Apple już za kilka tygodni ma zaprezentować światu swój najnowszy, ultracienki, model smartfona: iPhone'a 17 Air. Oczekiwania są ogromne, a pierwsze przecieki wzbudzają niemałe emocje wśród miłośników nowych technologii i wszystkich, którzy śledzą trendy w segmencie premium. Czego możemy się spodziewać po tej rewolucyjnej nowości? No i jak bumerang powraca również pytanie, czy faktycznie mamy się czego obawiać w kwestii pojemności baterii i pracy na jednym ładowaniu?

Wygląd iPhone'a 17 Air zapowiada się jako znakomity popis inżynierii Apple. Urządzenie ma mieć zaledwie 5,55 mm grubości, co uczyni je najcieńszym smartfonem w historii marki. Kluczową rolę odegra tu nowa obudowa: ogniwo baterii zostało zabezpieczone stalowym pancerzem, nawiązując do rozwiązań znanych z modelu iPhone'a 16 Pro. Firma zdecydowanie stawia na minimalizm, elegancję i ergonomię, nie rezygnując przy tym z solidności konstrukcji.

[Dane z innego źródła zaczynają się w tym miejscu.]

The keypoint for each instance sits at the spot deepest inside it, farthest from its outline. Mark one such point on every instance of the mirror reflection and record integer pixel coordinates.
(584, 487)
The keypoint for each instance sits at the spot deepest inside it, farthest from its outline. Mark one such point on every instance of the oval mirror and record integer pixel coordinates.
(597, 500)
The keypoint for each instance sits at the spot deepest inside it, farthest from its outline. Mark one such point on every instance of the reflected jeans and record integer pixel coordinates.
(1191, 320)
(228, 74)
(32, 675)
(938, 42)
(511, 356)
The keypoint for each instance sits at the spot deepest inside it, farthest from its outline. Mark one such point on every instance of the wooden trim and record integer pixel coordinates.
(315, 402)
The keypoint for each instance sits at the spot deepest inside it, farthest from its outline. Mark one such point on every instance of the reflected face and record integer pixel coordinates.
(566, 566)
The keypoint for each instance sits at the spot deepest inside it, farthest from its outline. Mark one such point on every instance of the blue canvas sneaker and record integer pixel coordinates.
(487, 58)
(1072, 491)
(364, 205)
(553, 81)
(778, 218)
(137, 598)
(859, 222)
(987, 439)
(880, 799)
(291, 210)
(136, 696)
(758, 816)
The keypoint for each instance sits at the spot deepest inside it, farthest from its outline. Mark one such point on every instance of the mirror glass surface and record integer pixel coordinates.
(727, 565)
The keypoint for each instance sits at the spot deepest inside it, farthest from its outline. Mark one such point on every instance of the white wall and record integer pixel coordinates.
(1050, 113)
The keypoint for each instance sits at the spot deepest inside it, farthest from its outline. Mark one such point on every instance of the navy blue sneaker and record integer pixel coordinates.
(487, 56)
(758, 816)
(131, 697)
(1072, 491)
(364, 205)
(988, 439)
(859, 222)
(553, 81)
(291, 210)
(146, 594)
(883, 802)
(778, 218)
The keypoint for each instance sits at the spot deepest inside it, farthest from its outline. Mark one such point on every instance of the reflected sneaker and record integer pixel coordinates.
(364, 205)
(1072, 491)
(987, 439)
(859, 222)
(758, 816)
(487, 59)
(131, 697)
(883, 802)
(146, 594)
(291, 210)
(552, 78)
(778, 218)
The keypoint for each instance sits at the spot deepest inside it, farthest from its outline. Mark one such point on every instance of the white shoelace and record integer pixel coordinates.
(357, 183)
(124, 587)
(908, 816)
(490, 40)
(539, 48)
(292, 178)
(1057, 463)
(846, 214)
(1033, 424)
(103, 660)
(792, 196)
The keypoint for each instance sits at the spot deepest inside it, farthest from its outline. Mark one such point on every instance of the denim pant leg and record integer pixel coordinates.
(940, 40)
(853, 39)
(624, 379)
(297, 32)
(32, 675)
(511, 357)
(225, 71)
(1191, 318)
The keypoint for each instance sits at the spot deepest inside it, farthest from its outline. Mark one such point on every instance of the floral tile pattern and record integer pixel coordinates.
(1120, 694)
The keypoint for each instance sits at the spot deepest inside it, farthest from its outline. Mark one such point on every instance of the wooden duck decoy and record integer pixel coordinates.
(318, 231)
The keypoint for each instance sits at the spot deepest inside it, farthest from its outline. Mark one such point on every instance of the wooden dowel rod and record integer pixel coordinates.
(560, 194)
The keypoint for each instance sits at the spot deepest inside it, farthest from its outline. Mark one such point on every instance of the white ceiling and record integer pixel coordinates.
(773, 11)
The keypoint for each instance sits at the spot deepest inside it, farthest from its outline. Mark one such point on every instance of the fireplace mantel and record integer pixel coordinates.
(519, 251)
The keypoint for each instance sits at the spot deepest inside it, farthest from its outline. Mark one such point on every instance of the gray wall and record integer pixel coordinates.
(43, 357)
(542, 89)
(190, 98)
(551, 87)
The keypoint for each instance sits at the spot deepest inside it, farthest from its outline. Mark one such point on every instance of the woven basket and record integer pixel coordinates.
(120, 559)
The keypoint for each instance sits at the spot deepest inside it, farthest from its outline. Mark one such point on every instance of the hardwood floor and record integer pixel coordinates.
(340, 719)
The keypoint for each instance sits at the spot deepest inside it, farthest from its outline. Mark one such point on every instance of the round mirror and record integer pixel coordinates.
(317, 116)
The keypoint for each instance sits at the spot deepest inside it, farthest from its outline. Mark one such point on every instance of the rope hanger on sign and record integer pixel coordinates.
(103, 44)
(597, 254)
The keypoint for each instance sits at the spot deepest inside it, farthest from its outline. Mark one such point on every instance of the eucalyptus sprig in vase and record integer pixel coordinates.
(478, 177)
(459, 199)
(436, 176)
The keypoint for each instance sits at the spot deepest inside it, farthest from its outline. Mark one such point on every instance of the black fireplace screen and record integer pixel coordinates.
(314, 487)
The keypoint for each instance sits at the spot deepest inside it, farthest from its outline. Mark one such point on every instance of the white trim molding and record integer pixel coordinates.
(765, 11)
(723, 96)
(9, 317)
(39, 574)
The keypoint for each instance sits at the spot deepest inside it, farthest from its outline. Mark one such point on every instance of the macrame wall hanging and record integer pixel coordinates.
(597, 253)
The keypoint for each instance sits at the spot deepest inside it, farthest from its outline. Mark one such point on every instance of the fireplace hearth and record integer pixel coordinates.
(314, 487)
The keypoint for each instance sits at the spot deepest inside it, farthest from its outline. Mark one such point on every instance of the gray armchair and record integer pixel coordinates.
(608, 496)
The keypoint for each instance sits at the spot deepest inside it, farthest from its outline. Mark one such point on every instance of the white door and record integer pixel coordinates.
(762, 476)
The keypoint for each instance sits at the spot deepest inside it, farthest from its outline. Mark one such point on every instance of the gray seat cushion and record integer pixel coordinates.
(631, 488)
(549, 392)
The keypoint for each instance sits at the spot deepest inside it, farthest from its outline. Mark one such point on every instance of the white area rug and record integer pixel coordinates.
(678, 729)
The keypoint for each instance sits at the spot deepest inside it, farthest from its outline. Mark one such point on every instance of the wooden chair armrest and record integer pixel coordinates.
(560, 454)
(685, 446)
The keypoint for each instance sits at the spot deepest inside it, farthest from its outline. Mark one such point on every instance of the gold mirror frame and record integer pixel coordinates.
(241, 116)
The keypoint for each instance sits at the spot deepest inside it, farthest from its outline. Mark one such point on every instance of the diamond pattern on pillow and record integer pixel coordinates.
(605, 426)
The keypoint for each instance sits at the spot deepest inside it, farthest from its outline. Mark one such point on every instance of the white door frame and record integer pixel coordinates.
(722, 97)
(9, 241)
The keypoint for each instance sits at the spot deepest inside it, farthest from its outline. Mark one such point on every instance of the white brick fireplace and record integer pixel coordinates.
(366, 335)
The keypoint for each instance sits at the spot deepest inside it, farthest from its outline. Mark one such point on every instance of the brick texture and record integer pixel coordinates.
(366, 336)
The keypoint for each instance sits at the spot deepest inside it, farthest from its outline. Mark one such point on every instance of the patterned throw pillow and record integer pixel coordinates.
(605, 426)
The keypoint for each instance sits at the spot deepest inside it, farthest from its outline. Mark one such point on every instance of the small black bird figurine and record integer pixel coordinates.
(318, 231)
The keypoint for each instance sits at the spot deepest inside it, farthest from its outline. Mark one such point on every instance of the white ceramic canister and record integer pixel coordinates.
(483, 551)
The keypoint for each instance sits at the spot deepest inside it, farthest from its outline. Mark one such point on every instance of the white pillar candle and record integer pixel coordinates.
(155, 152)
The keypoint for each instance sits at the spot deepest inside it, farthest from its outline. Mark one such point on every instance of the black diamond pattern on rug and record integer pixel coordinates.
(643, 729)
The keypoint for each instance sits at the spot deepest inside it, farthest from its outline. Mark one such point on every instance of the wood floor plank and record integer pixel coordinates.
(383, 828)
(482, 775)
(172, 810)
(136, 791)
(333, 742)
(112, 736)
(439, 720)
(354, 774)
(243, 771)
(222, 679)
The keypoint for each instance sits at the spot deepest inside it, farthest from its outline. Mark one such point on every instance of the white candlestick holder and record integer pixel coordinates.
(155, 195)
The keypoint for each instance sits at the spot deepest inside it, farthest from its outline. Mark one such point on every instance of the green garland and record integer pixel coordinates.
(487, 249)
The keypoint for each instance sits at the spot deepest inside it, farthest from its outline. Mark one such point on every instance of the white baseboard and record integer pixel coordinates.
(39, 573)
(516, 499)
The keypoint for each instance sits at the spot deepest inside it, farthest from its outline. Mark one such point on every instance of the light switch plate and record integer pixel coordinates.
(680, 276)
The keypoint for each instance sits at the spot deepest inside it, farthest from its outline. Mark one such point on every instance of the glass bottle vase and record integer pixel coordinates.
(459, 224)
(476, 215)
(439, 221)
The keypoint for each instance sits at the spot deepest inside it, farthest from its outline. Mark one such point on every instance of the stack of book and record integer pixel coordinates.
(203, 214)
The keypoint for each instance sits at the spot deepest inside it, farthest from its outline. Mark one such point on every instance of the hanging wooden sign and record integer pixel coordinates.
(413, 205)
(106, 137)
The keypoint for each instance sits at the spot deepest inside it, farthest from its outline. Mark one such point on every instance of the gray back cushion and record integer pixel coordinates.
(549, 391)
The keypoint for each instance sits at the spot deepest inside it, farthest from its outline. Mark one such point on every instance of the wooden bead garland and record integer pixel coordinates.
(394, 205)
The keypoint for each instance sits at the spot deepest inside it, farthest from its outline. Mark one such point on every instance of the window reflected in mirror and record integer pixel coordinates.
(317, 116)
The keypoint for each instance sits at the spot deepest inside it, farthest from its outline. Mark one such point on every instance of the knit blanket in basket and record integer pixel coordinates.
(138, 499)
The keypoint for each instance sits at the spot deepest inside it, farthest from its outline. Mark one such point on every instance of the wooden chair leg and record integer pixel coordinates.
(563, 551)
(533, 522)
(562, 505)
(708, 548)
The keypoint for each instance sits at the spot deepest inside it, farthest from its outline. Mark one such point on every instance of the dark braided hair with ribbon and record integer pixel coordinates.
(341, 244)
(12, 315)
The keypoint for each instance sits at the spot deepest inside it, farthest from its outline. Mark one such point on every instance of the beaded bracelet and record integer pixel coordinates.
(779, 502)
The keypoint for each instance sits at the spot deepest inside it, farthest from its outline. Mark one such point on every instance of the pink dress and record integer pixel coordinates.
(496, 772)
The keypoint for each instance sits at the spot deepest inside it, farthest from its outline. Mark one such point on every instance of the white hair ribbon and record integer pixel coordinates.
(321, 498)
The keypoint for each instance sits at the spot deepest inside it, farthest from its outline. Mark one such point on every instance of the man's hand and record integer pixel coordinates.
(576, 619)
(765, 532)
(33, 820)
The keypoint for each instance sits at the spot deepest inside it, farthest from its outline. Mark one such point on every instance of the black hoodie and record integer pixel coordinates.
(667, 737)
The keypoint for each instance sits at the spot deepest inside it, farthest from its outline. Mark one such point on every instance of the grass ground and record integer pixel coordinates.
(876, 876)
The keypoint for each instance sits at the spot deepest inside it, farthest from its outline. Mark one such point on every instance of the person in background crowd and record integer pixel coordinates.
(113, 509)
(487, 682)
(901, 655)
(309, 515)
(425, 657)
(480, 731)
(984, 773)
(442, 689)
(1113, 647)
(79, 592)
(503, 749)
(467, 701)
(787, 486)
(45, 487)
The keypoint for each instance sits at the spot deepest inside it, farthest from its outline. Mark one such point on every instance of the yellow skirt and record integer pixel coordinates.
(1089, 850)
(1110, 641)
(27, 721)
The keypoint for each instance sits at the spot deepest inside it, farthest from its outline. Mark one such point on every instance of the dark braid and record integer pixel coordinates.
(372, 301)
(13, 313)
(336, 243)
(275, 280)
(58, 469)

iPhone 17 Air zostanie wyposażony w ekran o przekątnej 6,6 cala. To zupełnie nowy rozmiar w portfolio Apple, który świetnie wpisuje się w aktualne trendy rynkowe. Wielkość wyświetlacza ma zapewnić wysoki komfort użytkowania, zachowując jednocześnie lekkość i niezwykle cienką konstrukcję urządzenia. Nowoczesny panel, wyprodukowany z myślą o intensywnym korzystaniu z multimediów, będzie mógł zadowolić nawet najbardziej wymagających użytkowników.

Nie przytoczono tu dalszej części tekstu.